Whereas Palmer’s divided secret and public life stayed on parallel lanes, my public life warred with my private one in ruthless rage. I still remember times when I would ignore my mother saying something to me in Korean at the local A & P grocery, if there was a “real American” passing us in the aisle. It was enough to feel different and be treated that way at school every day, I didn’t want the same experience at the supermarket, the laundromat, or at Baskin Robbins.
I cringe as I reflect on these moments of self-loathing. Not only was my family the wrong ethnicity, we were poor and very dysfunctional. It was the perfect storm. My father had another family he would moonlight with while my mom worked tireless hours at a Manhattan sweatshop to pay the bills. My brother and sister chose to be “pro-Korea” as a defense against the ethnic dehumanization that surrounded us like humidity. Their cultural patriotism to all things Korean gave them a sense of rootedness that I did not have. In my case, I was neither Korean nor American, but always trying to become the latter.
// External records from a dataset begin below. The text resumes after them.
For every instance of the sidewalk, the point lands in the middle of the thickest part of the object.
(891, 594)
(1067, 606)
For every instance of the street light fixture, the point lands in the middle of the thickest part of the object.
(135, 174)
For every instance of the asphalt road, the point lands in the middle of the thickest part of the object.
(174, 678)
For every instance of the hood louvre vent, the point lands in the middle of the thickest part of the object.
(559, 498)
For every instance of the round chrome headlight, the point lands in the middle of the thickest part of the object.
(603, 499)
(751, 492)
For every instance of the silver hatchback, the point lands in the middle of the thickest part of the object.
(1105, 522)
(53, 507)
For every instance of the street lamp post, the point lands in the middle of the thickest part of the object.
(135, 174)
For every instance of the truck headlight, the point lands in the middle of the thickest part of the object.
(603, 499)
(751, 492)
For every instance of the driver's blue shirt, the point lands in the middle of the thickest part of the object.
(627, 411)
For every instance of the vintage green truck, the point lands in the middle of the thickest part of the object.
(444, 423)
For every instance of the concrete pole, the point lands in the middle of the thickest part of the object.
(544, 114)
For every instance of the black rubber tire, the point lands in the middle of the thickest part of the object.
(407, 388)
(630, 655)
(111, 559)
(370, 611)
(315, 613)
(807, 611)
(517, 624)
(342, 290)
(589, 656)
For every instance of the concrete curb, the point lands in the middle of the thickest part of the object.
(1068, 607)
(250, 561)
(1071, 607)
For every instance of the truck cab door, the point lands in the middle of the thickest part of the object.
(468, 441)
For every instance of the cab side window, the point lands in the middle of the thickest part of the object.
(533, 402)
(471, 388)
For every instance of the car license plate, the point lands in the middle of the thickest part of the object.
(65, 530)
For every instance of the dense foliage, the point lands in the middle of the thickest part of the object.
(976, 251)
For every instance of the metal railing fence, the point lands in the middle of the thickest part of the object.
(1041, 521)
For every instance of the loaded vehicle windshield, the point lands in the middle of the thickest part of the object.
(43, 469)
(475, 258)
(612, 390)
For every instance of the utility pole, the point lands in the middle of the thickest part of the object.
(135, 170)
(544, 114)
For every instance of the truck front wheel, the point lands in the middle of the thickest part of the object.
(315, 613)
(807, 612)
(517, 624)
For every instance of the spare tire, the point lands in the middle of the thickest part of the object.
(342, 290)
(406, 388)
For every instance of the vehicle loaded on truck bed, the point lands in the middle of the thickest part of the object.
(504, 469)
A lot of has changed since my childhood, both in my personal life and how society perceives race relations. While I’m sure that incongruence or the divided life is still a social problem, it seems that more people today are at least willing to discuss and work through some of the pressing issues and no longer pretend they don’t exist. While fatherhood (I have four children) and ministry in the local church and in the military have helped me to grow towards wholeness, it was at my local church, Ethnos Community Church in La Jolla, CA, that I learned how hospitality could help shape wholeness.
On Sundays, my family drives 30 miles one way from Camp Pendleton to experience a truly multi-cultural experience in worship. Our songs are routinely sung in Japanese, Chinese, African dialects, Spanish, and other languages. Far beyond tokenism, our intentionally diverse worship is an effort to help people feel at home in their own culture or language while expanding the cultural palette of those from different backgrounds.
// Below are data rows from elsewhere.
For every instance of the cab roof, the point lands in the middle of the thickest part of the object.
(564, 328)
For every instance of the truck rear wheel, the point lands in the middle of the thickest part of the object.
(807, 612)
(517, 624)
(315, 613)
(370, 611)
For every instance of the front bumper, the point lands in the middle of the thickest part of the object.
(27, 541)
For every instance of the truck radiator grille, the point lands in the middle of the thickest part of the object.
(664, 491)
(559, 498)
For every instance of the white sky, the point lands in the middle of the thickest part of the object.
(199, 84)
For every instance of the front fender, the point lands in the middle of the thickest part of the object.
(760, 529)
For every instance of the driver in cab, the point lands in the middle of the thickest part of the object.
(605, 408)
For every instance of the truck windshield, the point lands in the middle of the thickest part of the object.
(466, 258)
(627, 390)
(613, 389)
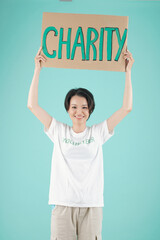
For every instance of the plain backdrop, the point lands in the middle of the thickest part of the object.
(131, 157)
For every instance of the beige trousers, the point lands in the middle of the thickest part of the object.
(72, 223)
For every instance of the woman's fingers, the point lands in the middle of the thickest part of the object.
(39, 51)
(40, 57)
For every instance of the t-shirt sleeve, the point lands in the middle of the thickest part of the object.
(103, 131)
(52, 130)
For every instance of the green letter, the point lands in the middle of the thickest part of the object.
(76, 44)
(44, 47)
(109, 42)
(120, 42)
(101, 44)
(64, 42)
(90, 42)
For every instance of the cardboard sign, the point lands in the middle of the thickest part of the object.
(84, 41)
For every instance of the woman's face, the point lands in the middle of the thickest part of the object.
(78, 109)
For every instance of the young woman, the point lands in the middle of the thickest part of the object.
(76, 181)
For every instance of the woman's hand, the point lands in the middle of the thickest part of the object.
(129, 60)
(38, 60)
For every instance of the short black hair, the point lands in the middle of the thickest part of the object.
(81, 92)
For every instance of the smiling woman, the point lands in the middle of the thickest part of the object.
(80, 104)
(76, 180)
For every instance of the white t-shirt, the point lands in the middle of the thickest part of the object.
(76, 178)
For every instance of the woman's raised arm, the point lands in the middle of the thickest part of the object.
(32, 104)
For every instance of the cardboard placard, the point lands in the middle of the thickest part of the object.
(84, 41)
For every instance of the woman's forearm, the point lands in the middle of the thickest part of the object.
(33, 92)
(127, 99)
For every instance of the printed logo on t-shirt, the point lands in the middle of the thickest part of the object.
(86, 141)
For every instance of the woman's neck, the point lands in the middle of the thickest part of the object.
(78, 128)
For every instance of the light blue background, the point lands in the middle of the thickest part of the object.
(131, 156)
After several months of attending worship, it finally clicked for me. The “home” language could be an act of cultural hospitality. It aided people in feeling welcomed, or at least acknowledged for who they are and not who they should aspire to be in white society.
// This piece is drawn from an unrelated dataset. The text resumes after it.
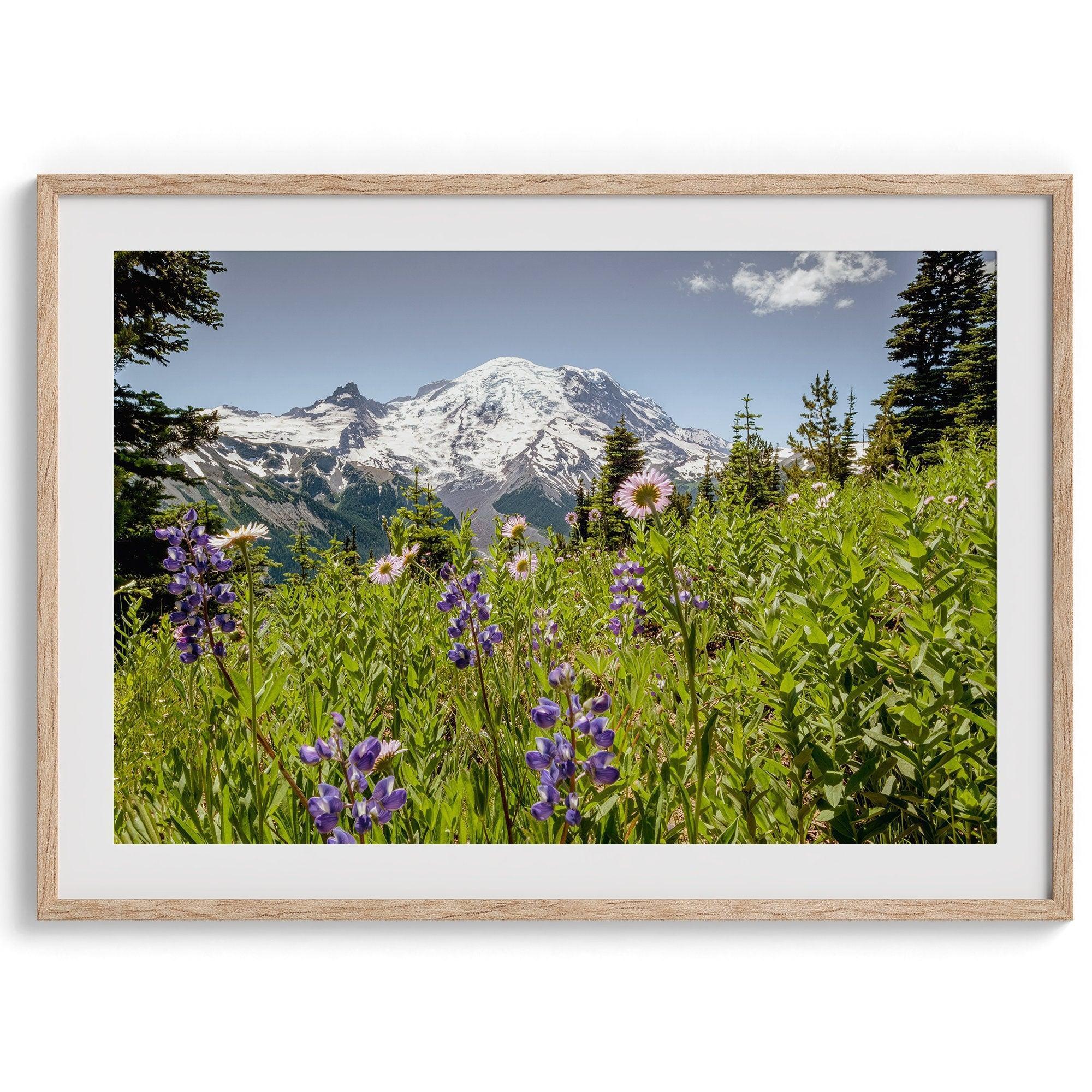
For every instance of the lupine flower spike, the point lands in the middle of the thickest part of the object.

An act of hospitality however, seems to require the host to potentially inconvenience themselves for the sake of their guests. For example, someone who grew up singing only songs by Hillsong in English may initially feel uncomfortable singing an African worship song with a completely different sound, and vice versa. In this vein, the Israelites were commanded to inconvenience themselves and provide many forms of neighborly love to the sojourner, who was basically a type of immigrant or foreign resident (for a few examples, see Ex. 22:21; 23:9; Lv. 19:10; 33–34, Dt. 10:19, Pss. 94:6; 146:9; Je. 7:6; 22:3; Ezk. 22:7, 29; Zc. 7:10; Mal. 3:5).
I sometimes wonder what would be different today if I had grown up in Korea or even Hawaii, where I lived for about one year during high school. I still vividly remember how strange it was to not feel like a minority. To look around and feel at “home”. Like Palmer, I am learning wholeness despite the lack of safe places and social narratives telling me that it’s okay to be "different". The culture at our church has become a tangible expression of going beyond accepting differences to celebrating them. My church is a place where I am learning about cultural hospitality. It is a community that I wish everyone could have, especially the culturally in-between-ers like myself.
The temptation to blend in and be accepted never seems to go away. It just comes in different forms. This journey toward congruence has taught me that accepting myself is not something I can do alone nor simply by reading a good self-help book. It requires others, in the form of hospitable individuals and communities who celebrate my individuality and create space for me to practice self-acceptance. In telling this story, I feel I have bridged some of the divide between who I thought I should be and who I really am. I pray and hope that more of these types of cathartic experiences are experienced and shared in our churches and for our future generations, like my children.